The appeal said Gibson's attorneys sought records of the dispute with Dalton, including emails, text messages and other correspondence between the former couple.

Dalton played James Bond in two films in the late 1980s.

Stephen Kolodny, one of the Gibson's attorneys handling his dispute with Grigorieva over their infant daughter, said in an email that he would not comment on Grigorieva's appeal.

His partner, Ronald Anteau, has not appeared in the case, but Grigorieva's filing named her discussion with him as important to her current fight with Gibson.

"The matters discussed with Mr.

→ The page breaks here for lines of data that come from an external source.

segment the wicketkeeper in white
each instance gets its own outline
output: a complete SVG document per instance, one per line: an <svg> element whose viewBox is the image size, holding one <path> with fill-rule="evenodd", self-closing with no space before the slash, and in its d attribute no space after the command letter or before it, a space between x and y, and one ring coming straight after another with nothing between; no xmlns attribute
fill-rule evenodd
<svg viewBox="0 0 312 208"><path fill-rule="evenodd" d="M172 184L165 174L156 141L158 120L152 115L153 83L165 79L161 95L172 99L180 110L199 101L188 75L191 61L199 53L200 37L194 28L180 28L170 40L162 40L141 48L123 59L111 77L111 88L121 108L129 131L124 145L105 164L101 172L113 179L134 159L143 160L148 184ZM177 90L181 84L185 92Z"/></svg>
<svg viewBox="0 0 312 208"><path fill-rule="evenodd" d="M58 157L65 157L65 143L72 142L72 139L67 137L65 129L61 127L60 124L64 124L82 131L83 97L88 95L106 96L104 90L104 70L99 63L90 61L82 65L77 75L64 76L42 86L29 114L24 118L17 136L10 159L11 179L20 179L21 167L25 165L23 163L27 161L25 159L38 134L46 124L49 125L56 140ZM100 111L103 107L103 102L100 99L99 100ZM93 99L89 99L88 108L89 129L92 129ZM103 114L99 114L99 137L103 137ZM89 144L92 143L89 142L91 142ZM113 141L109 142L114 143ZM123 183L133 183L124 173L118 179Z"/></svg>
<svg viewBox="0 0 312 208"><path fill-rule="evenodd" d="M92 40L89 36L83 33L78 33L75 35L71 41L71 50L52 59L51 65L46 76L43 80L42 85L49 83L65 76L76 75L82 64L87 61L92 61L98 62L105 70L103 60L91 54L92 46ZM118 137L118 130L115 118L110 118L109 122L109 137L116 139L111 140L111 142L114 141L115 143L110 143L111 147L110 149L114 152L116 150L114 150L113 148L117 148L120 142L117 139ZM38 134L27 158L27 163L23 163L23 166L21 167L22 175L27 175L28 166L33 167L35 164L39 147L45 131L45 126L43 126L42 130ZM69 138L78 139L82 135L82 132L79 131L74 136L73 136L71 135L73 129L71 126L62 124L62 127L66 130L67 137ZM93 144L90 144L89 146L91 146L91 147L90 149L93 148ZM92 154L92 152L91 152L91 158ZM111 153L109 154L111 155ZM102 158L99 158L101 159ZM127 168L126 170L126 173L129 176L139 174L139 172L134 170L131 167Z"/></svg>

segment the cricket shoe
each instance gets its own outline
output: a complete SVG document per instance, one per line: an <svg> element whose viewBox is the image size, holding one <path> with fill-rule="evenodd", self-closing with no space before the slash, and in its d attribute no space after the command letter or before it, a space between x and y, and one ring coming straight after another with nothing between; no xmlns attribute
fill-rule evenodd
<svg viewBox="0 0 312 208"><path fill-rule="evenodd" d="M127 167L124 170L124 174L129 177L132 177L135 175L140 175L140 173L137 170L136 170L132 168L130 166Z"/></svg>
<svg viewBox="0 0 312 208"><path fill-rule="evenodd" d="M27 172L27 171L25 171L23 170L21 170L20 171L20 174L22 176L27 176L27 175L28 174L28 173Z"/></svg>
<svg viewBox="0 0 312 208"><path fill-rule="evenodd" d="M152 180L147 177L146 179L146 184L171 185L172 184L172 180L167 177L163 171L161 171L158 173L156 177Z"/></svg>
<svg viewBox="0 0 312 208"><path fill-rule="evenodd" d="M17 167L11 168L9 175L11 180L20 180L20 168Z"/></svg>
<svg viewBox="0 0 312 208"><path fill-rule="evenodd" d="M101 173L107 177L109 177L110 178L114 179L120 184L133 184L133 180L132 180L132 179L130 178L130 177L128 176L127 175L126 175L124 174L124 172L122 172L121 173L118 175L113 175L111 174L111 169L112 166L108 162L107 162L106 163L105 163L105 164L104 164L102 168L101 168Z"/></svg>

Anteau concerned the same subject matter that has been inquired into in the present case by Stephen Kolodny both in open court and at deposition," her filing said.

Grigorieva asked the court to issue a ruling before a key hearing this month.

Last month, Los Angeles Superior Court Judge Scott Gordon ruled that Grigorieva waited too long to raise the issue of a potential conflict with Kolodny's representation of Gibson.

She claimed she did not make the connection between her consultation with Anteau and Gibson's attorneys until recently.

Grigorieva wants the appellate court to require the judge to review Anteau's notes of his meeting with her and reconsider the ruling or disqualify Kolodny and Anteau's firm outright.

Gibson and Grigorieva's custody case is by law confidential, as would be any case she had involving Dalton.

Her efforts to disqualify Gibson's attorneys have been heard in open court.

The case has spanned 65 hearings and the judge had issued more than 100 rulings.

There were thousands of pages of pleadings in the case, and most of Gibson's filings were handled by Kolodny's firm, Gordon said.